Die erfahrenen Versuchungen als mögliche Buße

■ In allen drei ersten Evangelien (nach Matthäus, Markus und Lukas) wird uns jeweils von der Ankündigung der Leiden Jesu in Jerusalem berichtet. So heißt es im Lukasevangelium exemplarisch aus dem Mund Jesu: „Er nahm die Zwölf zu sich und sagte zu ihnen: ‚Seht, wir ziehen hinauf nach Jerusalem. Da wird alles in Erfüllung gehen, was die Propheten über den Menschensohn geschrieben haben. Denn Er wird den Heiden übergeben, verspottet und misshandelt und angespien werden. Man wird Ihn geißeln und töten. Doch am dritten Tag wird Er auferstehen.’ Sie verstanden aber nichts davon. Diese Rede war für sie dunkel, und sie begriffen nicht, was damit gemeint war“ (Lk 18,31-34).
Die messianische Erwartung der Israeliten bestand ja darin, dass der Messias nicht anders als sozusagen in Pomp und Gloria kommen sollte. Er würde eben in seiner ganzen Herrlichkeit hier auf Erden erscheinen und alle (irdischen) Feinde des Volkes Israel würden dann in Furcht ergriffen sein, geschlagen und aus dem Heiligen Land vertrieben werden. Israel würde dann herrschen und in Freiheit Gott dienen.
In diese Vorstellungswelt passte der Gedanke an einen Leidenden Messias überhaupt nicht hinein. Es war unvorstellbar, dass dem Gesandten Gottes (seitens der Israeliten) irgendetwas anderes widerfahren könnte als eben nur Ruhm, Ehre, Anerkennung. Leiden, Schmerz, Ablehnung (durch Israeliten) seien Ausdruck der Schmach und des Verworfenseins durch Gott – nie im Leben könnte so etwas dem Messias passieren!

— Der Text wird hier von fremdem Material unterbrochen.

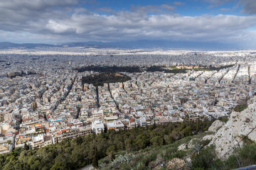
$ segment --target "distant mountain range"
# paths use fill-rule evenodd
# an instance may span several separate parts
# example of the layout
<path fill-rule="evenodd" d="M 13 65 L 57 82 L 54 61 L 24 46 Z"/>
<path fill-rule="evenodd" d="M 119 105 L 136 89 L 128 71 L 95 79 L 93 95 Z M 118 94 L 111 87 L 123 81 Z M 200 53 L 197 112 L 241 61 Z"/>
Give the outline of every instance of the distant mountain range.
<path fill-rule="evenodd" d="M 16 44 L 8 42 L 0 42 L 0 50 L 6 50 L 10 48 L 25 48 L 33 49 L 36 47 L 84 47 L 85 48 L 162 48 L 170 50 L 245 50 L 242 47 L 236 47 L 233 45 L 227 45 L 222 43 L 213 42 L 175 42 L 169 40 L 141 40 L 137 41 L 125 42 L 67 42 L 62 45 L 50 44 L 36 44 L 24 43 Z"/>

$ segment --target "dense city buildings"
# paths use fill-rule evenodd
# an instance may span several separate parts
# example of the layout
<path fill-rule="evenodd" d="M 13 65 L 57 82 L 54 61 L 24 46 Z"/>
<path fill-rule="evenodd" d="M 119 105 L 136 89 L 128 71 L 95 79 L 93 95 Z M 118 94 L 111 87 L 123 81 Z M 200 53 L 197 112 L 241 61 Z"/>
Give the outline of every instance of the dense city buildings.
<path fill-rule="evenodd" d="M 75 47 L 0 51 L 0 153 L 112 129 L 228 117 L 255 94 L 255 55 Z M 98 86 L 82 80 L 100 73 L 78 72 L 92 65 L 139 67 L 139 72 L 119 72 L 130 79 Z M 152 66 L 164 71 L 147 72 Z M 185 72 L 164 71 L 179 69 Z"/>

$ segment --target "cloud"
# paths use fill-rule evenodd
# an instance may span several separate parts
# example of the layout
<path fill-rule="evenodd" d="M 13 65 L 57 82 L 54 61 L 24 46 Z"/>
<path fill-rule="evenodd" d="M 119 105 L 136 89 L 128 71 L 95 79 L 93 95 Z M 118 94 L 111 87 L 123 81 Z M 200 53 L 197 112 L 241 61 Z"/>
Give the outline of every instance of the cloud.
<path fill-rule="evenodd" d="M 249 14 L 256 14 L 256 1 L 255 0 L 240 0 L 240 3 L 244 6 L 242 12 Z"/>
<path fill-rule="evenodd" d="M 224 4 L 225 3 L 233 1 L 234 0 L 203 0 L 205 2 L 210 4 L 210 6 L 218 6 Z"/>
<path fill-rule="evenodd" d="M 148 39 L 256 42 L 255 33 L 248 30 L 256 25 L 254 16 L 185 16 L 174 13 L 175 7 L 167 4 L 132 6 L 131 11 L 120 11 L 98 8 L 107 13 L 102 14 L 90 11 L 81 7 L 78 1 L 71 0 L 54 0 L 51 4 L 46 0 L 29 1 L 32 4 L 28 4 L 28 0 L 23 1 L 25 3 L 22 4 L 19 0 L 10 1 L 14 6 L 9 1 L 0 2 L 1 40 L 15 40 L 15 36 L 21 40 L 28 35 L 24 41 Z"/>
<path fill-rule="evenodd" d="M 174 1 L 174 4 L 175 6 L 183 6 L 185 5 L 185 3 L 184 2 L 181 2 L 181 1 Z"/>

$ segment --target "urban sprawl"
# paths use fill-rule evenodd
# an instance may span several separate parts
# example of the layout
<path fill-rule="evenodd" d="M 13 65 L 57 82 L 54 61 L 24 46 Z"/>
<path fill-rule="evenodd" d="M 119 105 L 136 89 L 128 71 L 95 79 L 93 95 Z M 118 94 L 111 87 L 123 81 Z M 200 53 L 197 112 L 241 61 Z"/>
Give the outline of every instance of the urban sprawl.
<path fill-rule="evenodd" d="M 82 47 L 0 51 L 0 154 L 109 130 L 228 117 L 255 96 L 255 55 Z M 83 77 L 99 73 L 78 68 L 92 65 L 142 72 L 120 72 L 130 77 L 124 82 L 82 84 Z M 186 72 L 147 72 L 152 66 Z"/>

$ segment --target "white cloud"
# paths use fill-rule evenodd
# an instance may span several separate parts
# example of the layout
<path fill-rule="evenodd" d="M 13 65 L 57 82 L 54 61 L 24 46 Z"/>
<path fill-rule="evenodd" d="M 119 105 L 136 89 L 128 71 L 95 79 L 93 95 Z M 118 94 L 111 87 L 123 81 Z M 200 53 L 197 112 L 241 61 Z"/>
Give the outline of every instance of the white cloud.
<path fill-rule="evenodd" d="M 18 0 L 10 1 L 14 3 L 13 6 L 20 4 Z M 23 1 L 28 3 L 28 0 Z M 52 39 L 54 42 L 139 39 L 221 42 L 250 39 L 255 42 L 255 33 L 248 30 L 256 25 L 254 16 L 184 16 L 174 13 L 174 7 L 166 4 L 134 6 L 131 11 L 103 15 L 81 6 L 70 7 L 76 3 L 71 0 L 49 1 L 32 1 L 29 6 L 25 3 L 20 8 L 12 8 L 11 2 L 0 2 L 0 16 L 3 16 L 0 18 L 0 38 L 6 39 L 3 33 L 7 31 L 9 35 L 26 32 L 33 35 L 33 40 L 48 42 Z M 53 8 L 53 3 L 62 10 Z M 148 15 L 149 12 L 154 14 Z"/>

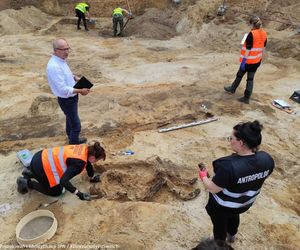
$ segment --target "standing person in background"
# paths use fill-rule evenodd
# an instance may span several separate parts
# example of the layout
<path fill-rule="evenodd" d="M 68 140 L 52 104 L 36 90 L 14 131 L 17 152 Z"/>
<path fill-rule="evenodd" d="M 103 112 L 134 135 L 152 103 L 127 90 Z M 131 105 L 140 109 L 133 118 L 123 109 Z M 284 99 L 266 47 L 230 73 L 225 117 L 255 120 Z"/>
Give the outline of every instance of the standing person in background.
<path fill-rule="evenodd" d="M 77 20 L 77 29 L 78 30 L 81 29 L 80 28 L 81 19 L 83 21 L 83 25 L 84 25 L 85 30 L 86 31 L 89 30 L 87 25 L 86 25 L 86 20 L 85 20 L 85 14 L 87 14 L 88 19 L 91 20 L 89 9 L 90 9 L 90 6 L 86 2 L 76 4 L 75 13 L 76 13 L 76 16 L 78 17 L 78 20 Z"/>
<path fill-rule="evenodd" d="M 267 33 L 261 28 L 262 22 L 259 17 L 253 16 L 249 21 L 252 25 L 251 31 L 248 33 L 246 41 L 240 52 L 240 68 L 236 74 L 236 78 L 231 86 L 225 86 L 225 91 L 235 93 L 240 85 L 241 80 L 247 72 L 247 85 L 244 96 L 239 98 L 240 102 L 249 104 L 253 91 L 254 75 L 260 66 L 264 48 L 267 45 Z"/>
<path fill-rule="evenodd" d="M 113 16 L 113 30 L 114 30 L 114 36 L 117 36 L 118 32 L 118 24 L 120 27 L 120 33 L 119 36 L 122 36 L 124 21 L 123 21 L 123 12 L 125 12 L 129 18 L 132 17 L 132 14 L 127 11 L 126 9 L 123 9 L 121 7 L 117 7 L 113 10 L 112 16 Z"/>
<path fill-rule="evenodd" d="M 70 47 L 64 39 L 53 42 L 53 55 L 47 64 L 47 78 L 50 88 L 57 96 L 58 104 L 66 116 L 66 133 L 69 144 L 85 143 L 86 138 L 79 138 L 81 123 L 78 116 L 78 94 L 87 95 L 87 88 L 75 89 L 73 86 L 79 80 L 72 74 L 66 59 Z"/>
<path fill-rule="evenodd" d="M 59 196 L 63 188 L 76 194 L 81 200 L 89 200 L 88 193 L 76 189 L 70 180 L 86 169 L 90 182 L 99 182 L 100 176 L 94 175 L 92 163 L 105 160 L 105 150 L 98 141 L 91 145 L 68 145 L 37 152 L 25 168 L 22 177 L 17 179 L 19 193 L 25 194 L 34 189 L 49 196 Z"/>
<path fill-rule="evenodd" d="M 253 205 L 264 181 L 273 172 L 272 157 L 258 151 L 262 128 L 258 121 L 235 125 L 228 137 L 235 153 L 213 161 L 215 175 L 212 179 L 207 177 L 206 168 L 199 172 L 209 191 L 206 211 L 213 224 L 214 240 L 219 245 L 226 239 L 234 242 L 240 224 L 239 214 Z"/>

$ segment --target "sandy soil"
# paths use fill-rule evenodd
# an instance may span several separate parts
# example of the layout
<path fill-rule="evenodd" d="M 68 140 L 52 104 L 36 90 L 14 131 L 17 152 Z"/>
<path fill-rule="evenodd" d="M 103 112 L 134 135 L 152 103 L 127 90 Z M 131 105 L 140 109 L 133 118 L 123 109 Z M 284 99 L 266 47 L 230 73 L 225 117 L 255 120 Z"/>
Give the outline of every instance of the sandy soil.
<path fill-rule="evenodd" d="M 156 7 L 165 7 L 163 2 L 157 1 Z M 82 202 L 66 193 L 45 208 L 59 224 L 47 244 L 171 250 L 190 249 L 211 237 L 204 209 L 208 193 L 195 179 L 197 163 L 209 165 L 230 154 L 225 138 L 232 127 L 259 119 L 265 126 L 261 148 L 274 157 L 276 170 L 256 204 L 242 215 L 232 246 L 300 249 L 300 106 L 289 100 L 300 89 L 295 26 L 265 20 L 269 45 L 250 105 L 237 101 L 245 80 L 235 95 L 223 91 L 235 77 L 239 42 L 249 28 L 247 15 L 238 11 L 254 12 L 259 2 L 266 18 L 300 23 L 299 3 L 228 2 L 224 19 L 215 15 L 219 1 L 184 1 L 168 11 L 143 9 L 128 23 L 126 36 L 116 39 L 111 37 L 110 18 L 100 15 L 87 33 L 76 31 L 71 16 L 52 16 L 32 6 L 0 12 L 0 205 L 9 208 L 0 213 L 2 247 L 17 245 L 15 227 L 24 215 L 55 200 L 35 191 L 17 192 L 22 165 L 16 152 L 66 142 L 65 118 L 45 77 L 51 42 L 65 37 L 72 48 L 73 72 L 95 84 L 90 95 L 80 97 L 82 132 L 101 141 L 108 157 L 96 166 L 101 183 L 91 185 L 86 174 L 72 180 L 101 199 Z M 134 1 L 132 8 L 141 6 Z M 295 113 L 274 108 L 273 99 L 287 101 Z M 159 128 L 211 115 L 219 120 L 158 133 Z M 125 149 L 135 154 L 118 154 Z"/>

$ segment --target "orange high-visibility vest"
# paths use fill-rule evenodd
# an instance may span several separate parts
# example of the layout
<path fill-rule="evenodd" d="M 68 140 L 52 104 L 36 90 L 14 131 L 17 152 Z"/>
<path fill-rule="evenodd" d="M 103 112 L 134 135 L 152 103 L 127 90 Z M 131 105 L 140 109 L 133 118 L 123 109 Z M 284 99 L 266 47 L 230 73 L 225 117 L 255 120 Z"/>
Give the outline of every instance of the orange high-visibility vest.
<path fill-rule="evenodd" d="M 263 50 L 265 48 L 265 41 L 267 39 L 267 33 L 263 29 L 251 30 L 253 36 L 253 45 L 248 54 L 246 64 L 259 63 L 262 59 Z M 242 62 L 246 53 L 246 41 L 240 53 L 240 62 Z"/>
<path fill-rule="evenodd" d="M 65 147 L 44 149 L 42 151 L 43 168 L 50 187 L 54 187 L 60 183 L 60 179 L 68 167 L 66 164 L 68 158 L 83 160 L 85 162 L 85 168 L 88 158 L 87 145 L 69 145 Z"/>

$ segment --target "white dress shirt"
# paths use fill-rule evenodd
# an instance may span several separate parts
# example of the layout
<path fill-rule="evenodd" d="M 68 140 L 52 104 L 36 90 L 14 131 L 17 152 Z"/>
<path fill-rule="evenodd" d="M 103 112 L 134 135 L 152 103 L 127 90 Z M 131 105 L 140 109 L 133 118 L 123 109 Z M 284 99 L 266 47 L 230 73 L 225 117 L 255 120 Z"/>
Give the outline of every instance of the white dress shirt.
<path fill-rule="evenodd" d="M 47 78 L 55 96 L 69 98 L 77 95 L 73 93 L 74 76 L 67 62 L 58 56 L 52 55 L 47 64 Z"/>

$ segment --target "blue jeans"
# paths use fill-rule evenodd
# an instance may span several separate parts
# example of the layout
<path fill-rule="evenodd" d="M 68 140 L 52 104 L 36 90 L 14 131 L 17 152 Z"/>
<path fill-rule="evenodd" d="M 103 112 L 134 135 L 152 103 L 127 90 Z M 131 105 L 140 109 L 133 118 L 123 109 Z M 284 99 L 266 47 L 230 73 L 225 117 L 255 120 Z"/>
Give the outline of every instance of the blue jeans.
<path fill-rule="evenodd" d="M 80 119 L 78 116 L 78 95 L 69 98 L 57 98 L 61 110 L 66 115 L 66 133 L 69 144 L 79 144 L 81 131 Z"/>

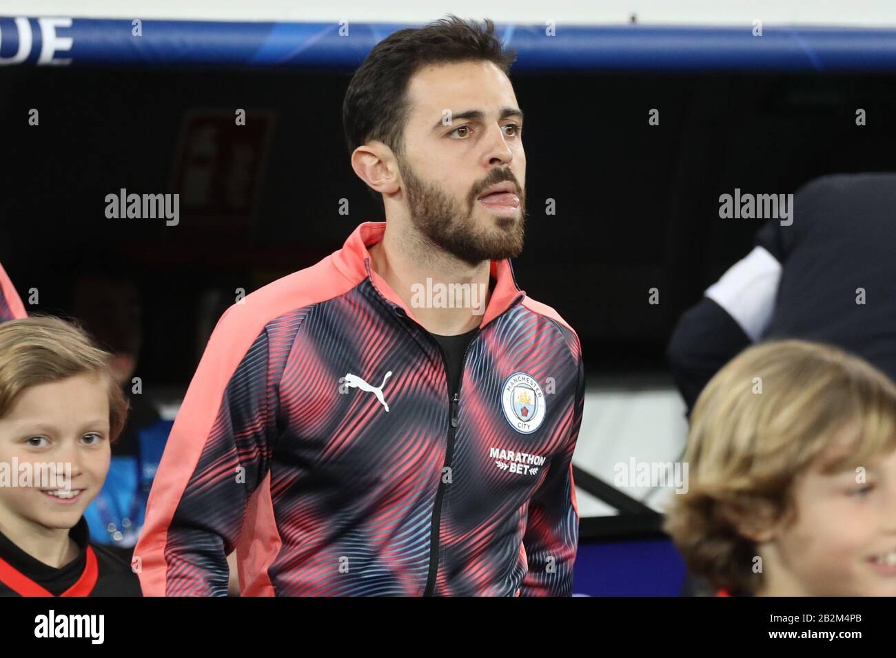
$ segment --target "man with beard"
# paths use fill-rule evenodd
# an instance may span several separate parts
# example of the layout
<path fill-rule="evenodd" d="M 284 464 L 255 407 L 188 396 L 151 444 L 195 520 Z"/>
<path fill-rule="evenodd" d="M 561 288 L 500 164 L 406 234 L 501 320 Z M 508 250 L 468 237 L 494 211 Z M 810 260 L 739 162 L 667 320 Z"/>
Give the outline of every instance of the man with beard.
<path fill-rule="evenodd" d="M 147 594 L 224 594 L 234 549 L 244 595 L 571 594 L 584 372 L 511 268 L 513 61 L 452 16 L 356 72 L 351 165 L 386 221 L 222 316 L 134 551 Z"/>

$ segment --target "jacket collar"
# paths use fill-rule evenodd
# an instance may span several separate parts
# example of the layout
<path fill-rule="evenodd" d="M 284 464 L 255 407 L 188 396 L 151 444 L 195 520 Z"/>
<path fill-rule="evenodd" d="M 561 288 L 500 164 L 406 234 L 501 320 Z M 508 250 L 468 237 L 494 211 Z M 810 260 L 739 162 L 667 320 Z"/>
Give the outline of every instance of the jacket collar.
<path fill-rule="evenodd" d="M 376 291 L 393 308 L 403 310 L 408 317 L 420 324 L 398 294 L 370 267 L 370 252 L 367 251 L 367 247 L 382 241 L 385 230 L 385 222 L 364 222 L 352 231 L 342 249 L 333 253 L 333 261 L 340 271 L 354 281 L 360 282 L 365 278 L 370 278 Z M 526 291 L 521 290 L 516 284 L 510 259 L 492 261 L 489 276 L 495 280 L 495 283 L 488 298 L 486 312 L 479 323 L 480 327 L 484 327 L 501 315 L 526 295 Z"/>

So weisen auf diesem konkreten Hintergrund die Kirchenlehrer darauf hin, dass Jesus gerade aus dem Grund den Aposteln Seine Leiden in Jerusalem angekündigt hatte, damit sie wenigstens etwas darauf vorbereitet und dann eben nicht ganz geschockt wären bzw. Anstoß daran nähmen. Nun fügt ja der Evangelist dann noch den Kommentar hinzu, dass die Apostel dennoch absolut nichts davon verstanden hätten. Offensichtlich ging dies alles damals komplett an ihnen vorbei – sie waren weiterhin auf ihre bisherige typisch alttestamentarisch-jüdische Messiasvorstellung fokussiert.
■ Die katholische Kirche verwendet den betreffenden Abschnitt aus dem Lukas-evangelium im eigenen liturgischen Kalender am Sonntag Quinquagesima, dem letzten Sonntag vor Beginn der Fastenzeit, im Evangelium der hl. Messe. Dies macht chronologisch offenkundig Sinn – wegen der betreffenden Ankündigung des Leidensweges Jesu, welchen Er ja in Jerusalem werde erdulden müssen und der dann während der unmittelbar bevorstehenden Fastenzeit von den Gläubigen inniglich beherzigt werden soll.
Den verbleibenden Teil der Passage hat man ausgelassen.